Life of Riley review

Life of Riley sees renowned French director Alain Resnais, who sadly passed away last year, returning for one last time to the work of playwright Alan Ayckbourn. The resulting film shows just how much he was still experimenting in his old age, albeit with unsatisfying results.

Ayckbourn and Resnais’ engage with ideas of artificiality and a self-reflexive playfulness, but their conceits quickly set about consuming the film. They open with an introduction to the film’s setting, which is the UK city of York, and a few of the film’s players, all of whom are currently rehearsing for a play – revealed to be a previous work by Ayckbourn, in fact. All the cast peak French, despite the setting, and wander around on what are very clearly sets, including two-dimensional props and long, hanging sheets of plastic that separate a section from the back of each set.

There’s also an animatronic mole, for reasons that are never entirely clear.

In addition to this, Resnais and cinematographer Dominique Bouilleret have designed many of their shots in a rather matter-of-fact manner, and often frame the action straight on. There is a definite and obvious fourth wall being built by their shot choices. The only exception to this is when the film cuts to a close-up of a character monologuing in front of a green-screened backdrop image of black and white, hand-drawn, cross-hatched illustration.

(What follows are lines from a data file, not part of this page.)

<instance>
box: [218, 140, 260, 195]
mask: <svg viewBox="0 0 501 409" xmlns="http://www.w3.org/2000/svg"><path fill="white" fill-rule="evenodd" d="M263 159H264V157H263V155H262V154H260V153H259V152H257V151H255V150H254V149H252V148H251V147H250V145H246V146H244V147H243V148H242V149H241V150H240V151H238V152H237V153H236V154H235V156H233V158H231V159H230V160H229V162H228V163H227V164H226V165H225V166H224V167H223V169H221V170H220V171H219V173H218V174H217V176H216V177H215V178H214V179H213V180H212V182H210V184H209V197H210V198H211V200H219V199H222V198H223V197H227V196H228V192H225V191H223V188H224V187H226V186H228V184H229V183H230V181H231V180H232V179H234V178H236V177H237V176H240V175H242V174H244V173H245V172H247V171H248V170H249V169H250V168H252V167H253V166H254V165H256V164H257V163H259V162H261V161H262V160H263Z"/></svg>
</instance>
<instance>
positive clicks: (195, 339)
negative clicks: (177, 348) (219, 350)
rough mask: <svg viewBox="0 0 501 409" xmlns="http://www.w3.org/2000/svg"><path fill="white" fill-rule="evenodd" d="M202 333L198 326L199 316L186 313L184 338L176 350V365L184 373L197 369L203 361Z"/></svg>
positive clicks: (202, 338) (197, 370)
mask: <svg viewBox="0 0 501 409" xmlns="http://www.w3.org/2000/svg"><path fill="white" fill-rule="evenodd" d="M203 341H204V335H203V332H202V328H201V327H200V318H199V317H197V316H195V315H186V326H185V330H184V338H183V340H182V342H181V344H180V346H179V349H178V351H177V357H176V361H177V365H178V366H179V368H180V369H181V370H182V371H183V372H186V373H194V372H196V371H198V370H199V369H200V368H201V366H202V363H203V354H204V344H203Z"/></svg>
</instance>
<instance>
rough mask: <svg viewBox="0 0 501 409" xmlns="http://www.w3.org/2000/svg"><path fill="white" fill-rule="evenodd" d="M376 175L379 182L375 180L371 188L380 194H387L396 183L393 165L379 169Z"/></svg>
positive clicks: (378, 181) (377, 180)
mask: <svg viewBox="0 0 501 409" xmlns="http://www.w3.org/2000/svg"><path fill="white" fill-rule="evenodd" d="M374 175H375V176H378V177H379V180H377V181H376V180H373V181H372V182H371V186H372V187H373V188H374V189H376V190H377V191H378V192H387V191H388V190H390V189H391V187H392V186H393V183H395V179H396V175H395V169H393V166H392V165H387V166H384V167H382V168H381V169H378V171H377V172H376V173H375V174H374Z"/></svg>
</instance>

The transitions between locations also emphasise the artificiality somewhat, with interstitial shots of roads followed by drawings of the locations that we are supposedly about to see. It’s a rich mix of ideas and unusual approaches but it’s hard to see any of them connecting with the material, and none seem to lead to any meaningful end result.

And the story itself is not particularly heady, offering little more than eight main characters fretting about their play and the impending death of George Riley, a character who is never seen but constantly discussed. Their conversations, squabbles and revelations lack dramatic weight, which would seem to confirm that Resnais was shooting for comedy, but when it comes to actually eliciting laughs, Life of Riley comes up lacking.

There is perhaps some wicked amusement to be had from some of the film’s final moments, and the story does finally get around to at least paying lip service to it’s central idea that ‘life is not a rehearsal,’ but it comes far too late.

This all appears to have been motivated by a great deal of self-reflection, but Resnais or Ayckbourn have unfortunately failed to make their navels look at all attractive to us in the audience.

Life of Riley is playing in UK cinemas now.